The jackhammer started at seven in the morning because the city had a permit that said seven in the morning and the permit did not ask the neighborhood how it felt about seven in the morning. The first hit of the jackhammer was a declaration of war against sleep. The second hit was a reminder that the war had started. By the tenth hit sleep had surrendered and the block was awake and angry and the anger was directed at a man in an orange vest who was doing his job and whose job was to break things.

The man who operated the jackhammer held on with both hands and the jackhammer shook his whole body and the shaking was violent and the man did not flinch. The man had been shaking since seven in the morning and the man would shake until three in the afternoon and the shaking was the job and the job paid and the pay was the reason the man held on. The jackhammer was a partnership between a machine that wanted to break the ground and a man who needed the money and the partnership lasted until three in the afternoon when the machine stopped shaking and the man stopped holding and both of them went home exhausted.

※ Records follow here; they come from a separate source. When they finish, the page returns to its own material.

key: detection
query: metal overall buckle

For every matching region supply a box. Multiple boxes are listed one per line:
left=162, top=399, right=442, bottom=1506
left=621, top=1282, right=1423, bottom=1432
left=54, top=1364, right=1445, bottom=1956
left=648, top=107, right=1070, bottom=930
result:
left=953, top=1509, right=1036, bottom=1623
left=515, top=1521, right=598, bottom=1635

The jackhammer broke concrete. The concrete had been poured by a man and the concrete was being broken by a man and the man who poured it and the man who broke it had the same hands and the same paycheck and the same silence at the end of the day when the hands stopped shaking. The cycle was the city. Pour. Harden. Break. Pour again. The street was a palimpsest of concrete layers and each layer was a generation of men who had poured it and a generation of men who had broken it and the layers went down further than anybody had dug.

I waited for the jackhammer to stop and then I played. The silence after the jackhammer was the sweetest silence on the Lower East Side. Not the silence of peace. The silence of survival. The block had survived the jackhammer the way a beach survives a wave. Still there. Rearranged. And into that silence I played the first chord and the chord sounded like the most beautiful thing the block had ever heard because the block had been listening to a jackhammer since seven in the morning and anything that was not a jackhammer was music.